Prior research has demonstrated a key role of systemic inflammatory state in the pathogenesis and progression of contrast-associated acute kidney injury (CA-AKI). Recently, the systemic inflammation score (SIS) has been introduced to evaluate the inflammatory status, utilizing the lymphocyte-to-monocyte ratio (LMR) and albumin. The primary objective of this study was to determine whether the SIS can predict CA-AKI and long-term prognosis in patients undergoing elective percutaneous coronary intervention (PCI).

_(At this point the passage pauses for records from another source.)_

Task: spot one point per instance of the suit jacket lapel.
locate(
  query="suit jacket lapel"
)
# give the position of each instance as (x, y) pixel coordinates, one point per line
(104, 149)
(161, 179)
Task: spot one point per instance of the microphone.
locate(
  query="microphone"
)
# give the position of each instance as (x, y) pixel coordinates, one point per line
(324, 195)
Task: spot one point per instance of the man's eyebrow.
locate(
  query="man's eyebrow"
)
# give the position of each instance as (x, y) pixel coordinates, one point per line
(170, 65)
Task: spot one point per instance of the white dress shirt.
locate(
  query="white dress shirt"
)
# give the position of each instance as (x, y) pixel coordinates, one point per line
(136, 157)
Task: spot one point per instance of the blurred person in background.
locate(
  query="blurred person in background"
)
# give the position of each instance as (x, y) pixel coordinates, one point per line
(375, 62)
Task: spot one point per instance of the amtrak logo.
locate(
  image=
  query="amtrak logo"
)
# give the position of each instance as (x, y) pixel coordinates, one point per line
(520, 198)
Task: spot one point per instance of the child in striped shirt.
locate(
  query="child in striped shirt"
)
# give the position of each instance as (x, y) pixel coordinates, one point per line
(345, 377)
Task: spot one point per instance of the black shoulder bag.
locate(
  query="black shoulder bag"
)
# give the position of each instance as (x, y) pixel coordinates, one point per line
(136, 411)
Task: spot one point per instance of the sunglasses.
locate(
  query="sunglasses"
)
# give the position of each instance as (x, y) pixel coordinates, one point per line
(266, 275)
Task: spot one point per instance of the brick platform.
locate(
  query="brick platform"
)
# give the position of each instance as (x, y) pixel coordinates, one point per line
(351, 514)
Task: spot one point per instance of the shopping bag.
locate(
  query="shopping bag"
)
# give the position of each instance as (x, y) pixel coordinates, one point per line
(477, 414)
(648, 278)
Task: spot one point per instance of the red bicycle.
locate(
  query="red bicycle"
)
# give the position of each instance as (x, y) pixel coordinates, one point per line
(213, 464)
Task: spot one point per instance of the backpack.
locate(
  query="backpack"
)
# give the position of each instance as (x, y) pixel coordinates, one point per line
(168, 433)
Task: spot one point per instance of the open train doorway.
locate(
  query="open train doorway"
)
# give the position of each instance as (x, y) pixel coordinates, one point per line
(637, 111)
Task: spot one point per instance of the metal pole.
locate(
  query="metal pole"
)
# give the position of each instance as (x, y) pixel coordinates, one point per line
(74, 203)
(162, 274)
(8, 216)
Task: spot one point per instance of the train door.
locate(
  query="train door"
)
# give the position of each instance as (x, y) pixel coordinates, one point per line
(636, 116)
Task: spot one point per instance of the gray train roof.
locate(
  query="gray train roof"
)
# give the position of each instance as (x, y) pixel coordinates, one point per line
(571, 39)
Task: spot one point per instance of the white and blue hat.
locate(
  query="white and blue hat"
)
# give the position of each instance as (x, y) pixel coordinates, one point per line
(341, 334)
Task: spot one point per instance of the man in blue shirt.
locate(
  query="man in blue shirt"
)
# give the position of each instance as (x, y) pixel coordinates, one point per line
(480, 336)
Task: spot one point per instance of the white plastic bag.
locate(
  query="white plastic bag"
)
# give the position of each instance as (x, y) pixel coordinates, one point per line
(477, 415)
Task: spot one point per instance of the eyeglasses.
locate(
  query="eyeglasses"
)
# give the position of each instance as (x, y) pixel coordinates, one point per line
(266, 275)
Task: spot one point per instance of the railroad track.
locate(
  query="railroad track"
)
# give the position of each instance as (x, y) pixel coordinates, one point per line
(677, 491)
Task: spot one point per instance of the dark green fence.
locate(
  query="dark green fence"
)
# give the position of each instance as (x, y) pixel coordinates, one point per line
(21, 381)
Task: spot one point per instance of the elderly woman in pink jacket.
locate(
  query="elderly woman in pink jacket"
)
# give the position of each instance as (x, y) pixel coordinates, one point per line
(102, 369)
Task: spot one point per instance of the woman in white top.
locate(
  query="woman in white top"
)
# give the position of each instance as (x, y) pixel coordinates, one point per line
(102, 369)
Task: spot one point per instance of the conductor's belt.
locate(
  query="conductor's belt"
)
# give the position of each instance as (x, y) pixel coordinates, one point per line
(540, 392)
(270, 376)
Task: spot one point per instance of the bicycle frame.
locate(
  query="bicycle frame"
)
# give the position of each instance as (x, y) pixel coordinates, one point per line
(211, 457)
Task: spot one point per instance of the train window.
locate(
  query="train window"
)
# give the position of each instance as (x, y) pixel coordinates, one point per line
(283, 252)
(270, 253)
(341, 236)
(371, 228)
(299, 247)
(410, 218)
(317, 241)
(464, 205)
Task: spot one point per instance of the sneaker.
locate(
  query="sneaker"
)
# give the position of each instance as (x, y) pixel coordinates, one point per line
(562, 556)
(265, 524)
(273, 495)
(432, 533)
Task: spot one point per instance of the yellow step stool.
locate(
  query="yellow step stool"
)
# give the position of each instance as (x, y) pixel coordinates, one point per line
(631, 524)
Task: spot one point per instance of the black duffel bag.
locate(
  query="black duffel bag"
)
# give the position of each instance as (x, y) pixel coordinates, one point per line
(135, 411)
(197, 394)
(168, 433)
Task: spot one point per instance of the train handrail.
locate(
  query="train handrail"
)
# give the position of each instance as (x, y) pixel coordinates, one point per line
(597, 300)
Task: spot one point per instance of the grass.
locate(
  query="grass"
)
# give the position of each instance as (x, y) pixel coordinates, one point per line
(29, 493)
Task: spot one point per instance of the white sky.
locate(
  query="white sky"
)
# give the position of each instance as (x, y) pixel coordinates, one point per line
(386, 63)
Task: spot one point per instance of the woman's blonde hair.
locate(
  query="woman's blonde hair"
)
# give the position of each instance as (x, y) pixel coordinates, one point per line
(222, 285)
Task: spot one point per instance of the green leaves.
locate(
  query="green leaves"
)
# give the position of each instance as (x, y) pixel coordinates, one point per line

A total of 5726 patients who underwent elective PCI were included from January 2012 to December 2018. The primary outcome was CA-AKI, defined as an increase in serum creatinine (SCr) ≥0.3 mg/dl or ≥50% than baseline SCr within 48 h after the PCI procedure. The secondary outcome was long-term mortality. All patients were classified into low- and high-SIS groups. During hospitalization, 349 (6.1%) patients developed CA-AKI. Multivariate logistic regression analysis showed that patients in the high SIS group had a 1.47-fold higher risk of developing CA-AKI than those in the low SIS group [odds ratio (OR): 1.50, 95% confidence interval (CI): 1.12-2.01, P =0.006]. Furthermore, the SIS showed the greatest prediction performance for CA-AKI compared with other inflammatory hematological ratios. In the multivariate Cox regression analysis, the high SIS group was found to be closely associated with long-term mortality [hazard ratio (HR): 1.58, 95% CI: 1.26-1.97, P <0.001, vs low SIS group]. The Kaplan-Meier curve analysis also demonstrated a difference in long-term mortality between the two groups (Log rank test, P <0.001). The SIS was closely associated with CA-AKI and long-term mortality in patients after elective PCI. Thus, more attention should be paid to exploring the potential benefits of anti-inflammatory strategies in preventing CA-AKI and improving the prognosis of patients undergoing PCI.